Fortunato pure perchè avevo perduto la fotocamera e l’ho ritrovata. Avrei perso tutte le immagini dell’Adriatica Tour, così lo chiamerò. Fortunato perchè ho evitato tutte le buche incontrate lungo il percorso. Vere e proprie voragini che avrebbero potuto danneggiarmi nel fisico e nel mezzo. Non ho dimenticato in giro nessun oggetto. Ho regalato però un braccialetto di perline ad una bimba e uno di gomma della Guzzi ad un albanese. Ho abbandonato gli stivaletti in Montenegro, di proposito, per non venir meno ad una tradizione a cui sono molto affezionato. Erano comunque arrivati a fine vita.
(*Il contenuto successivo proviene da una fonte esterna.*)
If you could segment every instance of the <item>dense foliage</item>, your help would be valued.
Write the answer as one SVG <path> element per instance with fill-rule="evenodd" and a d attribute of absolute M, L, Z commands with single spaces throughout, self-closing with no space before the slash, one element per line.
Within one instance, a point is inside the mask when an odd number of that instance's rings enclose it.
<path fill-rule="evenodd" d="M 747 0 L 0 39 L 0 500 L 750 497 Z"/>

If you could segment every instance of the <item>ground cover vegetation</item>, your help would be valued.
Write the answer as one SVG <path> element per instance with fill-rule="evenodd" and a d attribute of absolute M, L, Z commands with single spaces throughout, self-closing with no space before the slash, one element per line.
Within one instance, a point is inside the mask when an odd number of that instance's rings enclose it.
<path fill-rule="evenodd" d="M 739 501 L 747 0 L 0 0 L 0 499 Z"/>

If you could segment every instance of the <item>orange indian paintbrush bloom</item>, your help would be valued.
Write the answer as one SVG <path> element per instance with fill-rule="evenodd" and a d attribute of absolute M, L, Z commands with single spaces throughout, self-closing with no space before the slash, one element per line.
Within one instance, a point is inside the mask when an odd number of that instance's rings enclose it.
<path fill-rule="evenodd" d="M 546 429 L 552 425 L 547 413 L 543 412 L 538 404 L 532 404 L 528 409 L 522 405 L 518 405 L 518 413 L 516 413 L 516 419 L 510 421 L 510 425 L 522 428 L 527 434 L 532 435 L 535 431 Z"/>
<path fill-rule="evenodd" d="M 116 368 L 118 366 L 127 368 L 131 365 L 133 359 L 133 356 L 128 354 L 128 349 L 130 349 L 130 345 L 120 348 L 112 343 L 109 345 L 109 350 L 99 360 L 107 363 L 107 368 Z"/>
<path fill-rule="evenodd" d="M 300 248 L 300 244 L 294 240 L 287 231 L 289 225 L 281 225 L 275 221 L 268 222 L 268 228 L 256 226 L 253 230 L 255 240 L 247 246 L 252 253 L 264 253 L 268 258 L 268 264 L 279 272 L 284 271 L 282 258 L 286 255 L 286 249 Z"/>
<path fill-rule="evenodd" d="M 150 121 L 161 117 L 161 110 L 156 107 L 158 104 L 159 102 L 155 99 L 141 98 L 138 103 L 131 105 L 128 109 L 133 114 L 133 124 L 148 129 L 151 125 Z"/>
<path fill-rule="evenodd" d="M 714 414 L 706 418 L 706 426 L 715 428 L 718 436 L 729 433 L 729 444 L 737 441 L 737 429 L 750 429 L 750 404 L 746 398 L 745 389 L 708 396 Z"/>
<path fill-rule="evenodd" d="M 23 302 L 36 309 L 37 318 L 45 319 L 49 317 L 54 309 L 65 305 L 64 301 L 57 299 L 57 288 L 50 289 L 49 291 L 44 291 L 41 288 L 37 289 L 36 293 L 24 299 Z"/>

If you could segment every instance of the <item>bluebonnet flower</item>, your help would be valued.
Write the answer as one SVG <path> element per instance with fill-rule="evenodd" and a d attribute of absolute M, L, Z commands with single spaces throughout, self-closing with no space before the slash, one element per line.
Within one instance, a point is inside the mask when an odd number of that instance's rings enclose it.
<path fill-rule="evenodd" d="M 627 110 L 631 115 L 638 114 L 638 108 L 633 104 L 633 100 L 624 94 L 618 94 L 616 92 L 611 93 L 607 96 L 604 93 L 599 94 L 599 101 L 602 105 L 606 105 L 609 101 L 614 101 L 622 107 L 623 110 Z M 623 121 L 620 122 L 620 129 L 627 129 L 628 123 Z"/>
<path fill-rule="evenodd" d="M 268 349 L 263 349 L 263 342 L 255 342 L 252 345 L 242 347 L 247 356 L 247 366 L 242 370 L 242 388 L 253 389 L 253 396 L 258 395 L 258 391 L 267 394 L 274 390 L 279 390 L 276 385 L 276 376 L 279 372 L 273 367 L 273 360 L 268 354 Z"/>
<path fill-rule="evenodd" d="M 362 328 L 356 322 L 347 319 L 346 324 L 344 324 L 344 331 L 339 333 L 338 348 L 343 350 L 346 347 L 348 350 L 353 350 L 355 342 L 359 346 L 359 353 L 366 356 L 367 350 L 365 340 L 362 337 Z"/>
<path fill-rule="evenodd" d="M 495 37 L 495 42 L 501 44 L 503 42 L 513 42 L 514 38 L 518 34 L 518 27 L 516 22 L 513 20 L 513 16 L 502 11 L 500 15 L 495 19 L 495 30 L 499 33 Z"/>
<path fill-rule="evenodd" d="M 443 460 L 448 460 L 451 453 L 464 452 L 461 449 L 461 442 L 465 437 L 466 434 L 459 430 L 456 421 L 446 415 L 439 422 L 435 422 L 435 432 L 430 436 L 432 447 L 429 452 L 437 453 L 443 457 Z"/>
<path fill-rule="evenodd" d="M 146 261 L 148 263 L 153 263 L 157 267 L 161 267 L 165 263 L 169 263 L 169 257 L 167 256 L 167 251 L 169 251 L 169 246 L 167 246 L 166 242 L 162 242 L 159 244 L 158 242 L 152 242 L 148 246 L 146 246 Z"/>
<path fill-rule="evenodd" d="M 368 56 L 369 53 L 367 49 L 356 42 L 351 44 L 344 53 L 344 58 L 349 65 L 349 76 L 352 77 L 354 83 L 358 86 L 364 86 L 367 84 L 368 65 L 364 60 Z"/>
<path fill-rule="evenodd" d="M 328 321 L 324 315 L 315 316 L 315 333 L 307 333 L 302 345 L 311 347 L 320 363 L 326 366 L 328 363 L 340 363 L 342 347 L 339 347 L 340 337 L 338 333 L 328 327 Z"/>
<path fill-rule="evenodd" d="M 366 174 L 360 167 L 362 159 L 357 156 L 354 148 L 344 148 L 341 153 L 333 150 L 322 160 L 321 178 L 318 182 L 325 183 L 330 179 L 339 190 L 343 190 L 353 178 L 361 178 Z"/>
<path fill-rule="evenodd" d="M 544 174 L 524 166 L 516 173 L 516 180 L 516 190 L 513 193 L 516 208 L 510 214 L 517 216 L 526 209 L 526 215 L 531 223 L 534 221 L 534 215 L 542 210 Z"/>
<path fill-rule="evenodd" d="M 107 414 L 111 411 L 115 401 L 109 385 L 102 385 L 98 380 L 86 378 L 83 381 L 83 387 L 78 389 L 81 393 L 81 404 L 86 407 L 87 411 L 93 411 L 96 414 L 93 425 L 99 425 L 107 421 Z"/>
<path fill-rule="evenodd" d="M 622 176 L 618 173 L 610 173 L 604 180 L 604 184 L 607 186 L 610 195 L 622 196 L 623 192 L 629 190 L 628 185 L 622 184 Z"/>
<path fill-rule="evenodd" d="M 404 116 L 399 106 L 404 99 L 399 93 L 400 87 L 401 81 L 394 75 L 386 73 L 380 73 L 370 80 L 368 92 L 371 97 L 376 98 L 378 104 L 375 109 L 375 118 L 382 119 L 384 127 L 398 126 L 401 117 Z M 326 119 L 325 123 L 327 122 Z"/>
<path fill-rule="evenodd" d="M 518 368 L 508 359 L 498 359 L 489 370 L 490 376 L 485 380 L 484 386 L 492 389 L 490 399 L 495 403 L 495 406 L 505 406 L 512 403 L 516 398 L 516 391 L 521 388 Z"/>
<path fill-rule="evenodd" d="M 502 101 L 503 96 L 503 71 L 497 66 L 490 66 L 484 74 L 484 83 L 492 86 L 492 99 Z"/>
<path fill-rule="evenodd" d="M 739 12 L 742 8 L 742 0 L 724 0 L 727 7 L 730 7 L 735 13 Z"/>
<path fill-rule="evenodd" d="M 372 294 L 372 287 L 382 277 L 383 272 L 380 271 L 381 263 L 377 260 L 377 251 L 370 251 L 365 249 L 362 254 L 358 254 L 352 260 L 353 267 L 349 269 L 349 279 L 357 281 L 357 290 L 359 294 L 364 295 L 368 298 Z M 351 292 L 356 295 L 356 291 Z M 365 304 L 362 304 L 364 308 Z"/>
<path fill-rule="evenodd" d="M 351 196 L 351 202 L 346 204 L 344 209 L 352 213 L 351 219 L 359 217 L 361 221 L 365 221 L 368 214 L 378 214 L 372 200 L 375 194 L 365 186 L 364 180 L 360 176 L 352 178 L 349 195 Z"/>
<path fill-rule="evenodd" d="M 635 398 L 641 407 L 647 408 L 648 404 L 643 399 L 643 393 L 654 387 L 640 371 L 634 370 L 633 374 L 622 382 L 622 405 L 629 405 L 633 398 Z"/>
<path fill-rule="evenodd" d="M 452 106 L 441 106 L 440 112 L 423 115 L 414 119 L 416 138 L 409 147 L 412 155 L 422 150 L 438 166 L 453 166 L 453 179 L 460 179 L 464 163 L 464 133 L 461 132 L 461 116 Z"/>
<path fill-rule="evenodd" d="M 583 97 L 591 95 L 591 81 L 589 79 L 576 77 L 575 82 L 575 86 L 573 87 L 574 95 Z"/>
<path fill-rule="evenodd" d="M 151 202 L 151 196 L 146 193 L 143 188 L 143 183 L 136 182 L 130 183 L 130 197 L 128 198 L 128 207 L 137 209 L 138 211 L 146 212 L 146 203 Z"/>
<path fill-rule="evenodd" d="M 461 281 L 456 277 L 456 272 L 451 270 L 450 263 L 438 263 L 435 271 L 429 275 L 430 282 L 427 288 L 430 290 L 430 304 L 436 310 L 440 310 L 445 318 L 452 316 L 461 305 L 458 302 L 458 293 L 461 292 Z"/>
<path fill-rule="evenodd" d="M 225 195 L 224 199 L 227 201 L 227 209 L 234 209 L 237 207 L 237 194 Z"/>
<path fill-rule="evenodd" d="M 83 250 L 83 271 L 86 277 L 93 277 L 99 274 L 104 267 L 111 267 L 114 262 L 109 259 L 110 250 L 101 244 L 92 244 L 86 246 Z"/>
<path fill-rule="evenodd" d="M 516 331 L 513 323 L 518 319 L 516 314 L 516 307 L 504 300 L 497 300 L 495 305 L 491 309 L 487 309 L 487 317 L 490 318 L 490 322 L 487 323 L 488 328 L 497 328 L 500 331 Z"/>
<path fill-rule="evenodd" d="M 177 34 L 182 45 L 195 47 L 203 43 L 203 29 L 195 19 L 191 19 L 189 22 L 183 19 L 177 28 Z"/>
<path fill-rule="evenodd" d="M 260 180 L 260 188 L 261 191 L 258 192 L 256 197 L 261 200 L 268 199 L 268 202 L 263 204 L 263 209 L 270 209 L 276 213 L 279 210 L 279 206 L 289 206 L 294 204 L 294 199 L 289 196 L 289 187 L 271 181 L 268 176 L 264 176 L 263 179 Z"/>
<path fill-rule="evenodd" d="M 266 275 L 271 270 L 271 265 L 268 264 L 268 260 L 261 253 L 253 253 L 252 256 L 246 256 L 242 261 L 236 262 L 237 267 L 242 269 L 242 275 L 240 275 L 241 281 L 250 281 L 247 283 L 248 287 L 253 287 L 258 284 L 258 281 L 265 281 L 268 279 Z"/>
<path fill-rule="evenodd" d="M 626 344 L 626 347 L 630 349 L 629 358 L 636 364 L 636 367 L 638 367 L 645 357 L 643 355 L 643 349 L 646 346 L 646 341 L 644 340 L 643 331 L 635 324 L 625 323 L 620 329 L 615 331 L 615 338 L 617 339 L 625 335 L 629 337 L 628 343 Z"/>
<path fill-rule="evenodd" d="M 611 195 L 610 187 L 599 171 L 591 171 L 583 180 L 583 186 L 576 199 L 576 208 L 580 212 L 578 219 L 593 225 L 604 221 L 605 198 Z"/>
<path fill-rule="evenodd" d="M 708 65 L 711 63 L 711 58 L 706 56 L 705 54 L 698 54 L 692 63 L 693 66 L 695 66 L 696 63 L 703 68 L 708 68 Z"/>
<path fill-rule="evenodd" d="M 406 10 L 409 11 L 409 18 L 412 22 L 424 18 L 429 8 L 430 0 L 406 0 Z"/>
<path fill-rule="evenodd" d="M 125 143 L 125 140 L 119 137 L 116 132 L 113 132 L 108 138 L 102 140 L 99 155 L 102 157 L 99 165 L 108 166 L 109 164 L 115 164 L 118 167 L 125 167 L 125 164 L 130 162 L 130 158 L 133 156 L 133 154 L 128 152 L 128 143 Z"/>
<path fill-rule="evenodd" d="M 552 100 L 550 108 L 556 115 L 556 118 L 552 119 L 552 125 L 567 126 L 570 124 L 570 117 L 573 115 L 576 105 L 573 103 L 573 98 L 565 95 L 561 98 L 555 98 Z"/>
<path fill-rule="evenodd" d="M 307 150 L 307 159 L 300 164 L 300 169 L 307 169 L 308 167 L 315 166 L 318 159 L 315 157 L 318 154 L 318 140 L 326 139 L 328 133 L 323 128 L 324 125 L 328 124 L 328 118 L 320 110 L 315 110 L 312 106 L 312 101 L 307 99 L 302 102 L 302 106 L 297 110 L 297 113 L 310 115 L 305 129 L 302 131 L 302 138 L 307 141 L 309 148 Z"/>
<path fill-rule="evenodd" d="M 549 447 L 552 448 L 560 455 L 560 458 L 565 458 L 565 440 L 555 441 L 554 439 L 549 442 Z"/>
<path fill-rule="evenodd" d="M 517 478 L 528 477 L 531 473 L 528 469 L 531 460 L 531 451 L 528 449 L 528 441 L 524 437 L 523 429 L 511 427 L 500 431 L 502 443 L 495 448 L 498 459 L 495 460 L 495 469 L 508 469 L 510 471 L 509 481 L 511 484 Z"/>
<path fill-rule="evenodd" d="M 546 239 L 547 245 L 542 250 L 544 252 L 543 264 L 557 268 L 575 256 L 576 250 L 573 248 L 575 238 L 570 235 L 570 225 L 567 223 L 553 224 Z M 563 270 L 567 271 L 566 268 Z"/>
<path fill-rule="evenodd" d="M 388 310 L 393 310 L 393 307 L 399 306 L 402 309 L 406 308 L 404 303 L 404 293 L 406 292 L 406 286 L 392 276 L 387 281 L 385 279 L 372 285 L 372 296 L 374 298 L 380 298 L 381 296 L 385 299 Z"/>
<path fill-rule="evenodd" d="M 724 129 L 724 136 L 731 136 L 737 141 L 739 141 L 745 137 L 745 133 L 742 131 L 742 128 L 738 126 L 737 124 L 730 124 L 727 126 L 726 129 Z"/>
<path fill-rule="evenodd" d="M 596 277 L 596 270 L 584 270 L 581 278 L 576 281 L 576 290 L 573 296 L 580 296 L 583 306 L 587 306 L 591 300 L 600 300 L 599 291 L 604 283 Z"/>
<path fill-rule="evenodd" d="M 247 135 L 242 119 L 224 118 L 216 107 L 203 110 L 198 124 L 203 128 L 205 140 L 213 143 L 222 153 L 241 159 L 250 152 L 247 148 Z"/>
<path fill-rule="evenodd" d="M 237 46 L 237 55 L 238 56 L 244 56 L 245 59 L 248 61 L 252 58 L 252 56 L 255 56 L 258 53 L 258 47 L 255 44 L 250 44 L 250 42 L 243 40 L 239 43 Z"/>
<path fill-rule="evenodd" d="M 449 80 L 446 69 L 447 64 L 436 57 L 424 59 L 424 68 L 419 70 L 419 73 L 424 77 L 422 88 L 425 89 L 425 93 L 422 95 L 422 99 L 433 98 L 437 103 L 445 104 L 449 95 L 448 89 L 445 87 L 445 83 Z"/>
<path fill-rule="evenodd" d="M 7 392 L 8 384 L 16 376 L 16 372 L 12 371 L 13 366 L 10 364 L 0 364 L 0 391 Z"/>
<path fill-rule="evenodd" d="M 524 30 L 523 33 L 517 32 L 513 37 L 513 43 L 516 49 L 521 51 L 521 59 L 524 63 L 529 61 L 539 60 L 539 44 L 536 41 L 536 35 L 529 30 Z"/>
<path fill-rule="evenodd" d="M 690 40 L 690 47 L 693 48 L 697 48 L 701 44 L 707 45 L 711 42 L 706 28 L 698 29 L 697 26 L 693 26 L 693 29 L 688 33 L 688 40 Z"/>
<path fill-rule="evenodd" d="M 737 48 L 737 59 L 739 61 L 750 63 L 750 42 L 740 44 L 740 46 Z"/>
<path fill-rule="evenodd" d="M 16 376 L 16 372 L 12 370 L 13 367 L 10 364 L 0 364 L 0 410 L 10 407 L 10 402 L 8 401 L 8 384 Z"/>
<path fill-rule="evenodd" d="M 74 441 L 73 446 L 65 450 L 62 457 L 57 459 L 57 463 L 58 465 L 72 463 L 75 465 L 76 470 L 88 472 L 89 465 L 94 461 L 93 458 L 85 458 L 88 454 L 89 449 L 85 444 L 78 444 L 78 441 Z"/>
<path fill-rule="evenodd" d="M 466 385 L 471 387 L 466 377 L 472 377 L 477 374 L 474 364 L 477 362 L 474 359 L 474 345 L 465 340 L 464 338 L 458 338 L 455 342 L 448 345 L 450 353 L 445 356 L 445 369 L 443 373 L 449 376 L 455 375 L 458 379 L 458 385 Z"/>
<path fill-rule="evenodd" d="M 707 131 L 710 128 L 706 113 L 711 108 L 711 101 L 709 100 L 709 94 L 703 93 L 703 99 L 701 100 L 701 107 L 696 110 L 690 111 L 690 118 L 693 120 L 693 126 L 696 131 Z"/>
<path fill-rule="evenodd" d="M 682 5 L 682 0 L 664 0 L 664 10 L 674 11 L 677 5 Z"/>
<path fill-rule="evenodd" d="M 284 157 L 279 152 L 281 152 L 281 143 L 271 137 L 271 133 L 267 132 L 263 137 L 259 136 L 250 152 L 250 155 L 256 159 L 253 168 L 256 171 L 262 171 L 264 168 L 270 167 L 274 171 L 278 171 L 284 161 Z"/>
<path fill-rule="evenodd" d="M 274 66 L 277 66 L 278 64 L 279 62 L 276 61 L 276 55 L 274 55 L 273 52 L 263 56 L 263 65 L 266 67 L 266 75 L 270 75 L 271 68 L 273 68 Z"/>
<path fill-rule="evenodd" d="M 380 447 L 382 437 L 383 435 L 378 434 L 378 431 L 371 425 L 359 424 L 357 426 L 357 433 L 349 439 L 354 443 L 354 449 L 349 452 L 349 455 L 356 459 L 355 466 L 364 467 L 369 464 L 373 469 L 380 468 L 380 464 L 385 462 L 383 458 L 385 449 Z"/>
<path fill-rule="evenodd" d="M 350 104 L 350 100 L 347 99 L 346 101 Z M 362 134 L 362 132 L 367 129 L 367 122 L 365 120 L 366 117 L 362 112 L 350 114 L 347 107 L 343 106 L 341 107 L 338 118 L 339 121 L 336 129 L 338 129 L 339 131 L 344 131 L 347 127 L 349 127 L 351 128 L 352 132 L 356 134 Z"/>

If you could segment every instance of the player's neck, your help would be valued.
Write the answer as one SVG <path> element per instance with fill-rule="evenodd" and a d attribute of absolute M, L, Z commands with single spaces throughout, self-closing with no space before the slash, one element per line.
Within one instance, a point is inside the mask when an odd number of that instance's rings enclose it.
Sono stato ben predisposto anche quando un cattivo poliziotto ha tentato di estorcermi del denaro. Tutta questa buona sorte l’ho voluta ricambiare. Durante la passeggiata notturna per Tirana, ho regalato 200 Lek ad una giovane. Non mi aveva chiesto nulla. Era addormentata sul marciapiede, distesa sopra un cartone con il bimbo accanto alle gambe. L’ho svegliata dolcemente e me ne sono andato via. Mi piangeva il cuore. Ho lasciato piccole mance ai camerieri, cosa che non faccio mai. Ho arrotondato il conto per eccesso quando era troppo generoso. Pochi euro per le mie tasche, qualcosa in più per chi li riceveva.
ore 23
Seduto a poppa, io e il barista, albanese di Durazzo con tanta voglia di chiacchierare, ci facciamo compagnia. Sono assonnato ma la cabina, che condivido con due persone, non mi attira. Troppo caldo, temo di non riuscire a dormire. “Vivo per lei” L’ho sentita prima di uscire di casa, alla partenza. Ora la ascolto nuovamente dagli altoparlanti della Michela. Un segno del destino, il mio ritorno è garantito.
27 Settembre
Ancona, al porto.
Seduto in sella alla mia Guzzi Nevada 750 affronto gli oltre 400 km della tappa finale. Partono con me le emozioni impagabili di questo viaggio. Breve ma intensissimo. Voglio dedicare l’ultimo ricordo ad uno sconosciuto ragazzo incontrato tra Tirana ed Elbasan. Era sul ciglio della polverosa strada di montagna, una baracchetta con due o tre cassette di frutta e uno sgangherato frigo per poche bibite. Un tratto di strada senza traffico, sporadico quello locale. Quante persone si sarebbero fermate?
Avevo sete, cercavo l’acqua. Non ci capivamo. Pensava volessi una lattina di coca cola. Finalmente gliela indico, aprendo il frigo. Vorrei pagare in euro perchè ho consumato tutti i Lek. Mi guarda disperato, non ha idea di quanto farmi pagare. Proviamo insieme a calcolare il cambio usando i cellulari. Un siparietto divertente perchè, tra tutti e due, non si arriva al dunque. Decido di offrirgli alcuni euro, abbondando volutamente. A questa mossa però il ragazzo mi spiazza perchè non accetta. Vorrebbe farmi il resto e allarga le braccia, non sa come fare. Mi guardo intorno e per risolvere prendo un’altra bottiglia d’acqua e una collana di fichi secchi.
Quei fichi non li ho mai mangiati. Ho tenuto la collana appesa al muro finchè non è stata da buttare. Per tanto tempo è stata la memoria di quel viaggio in solitario e pieno di incontri.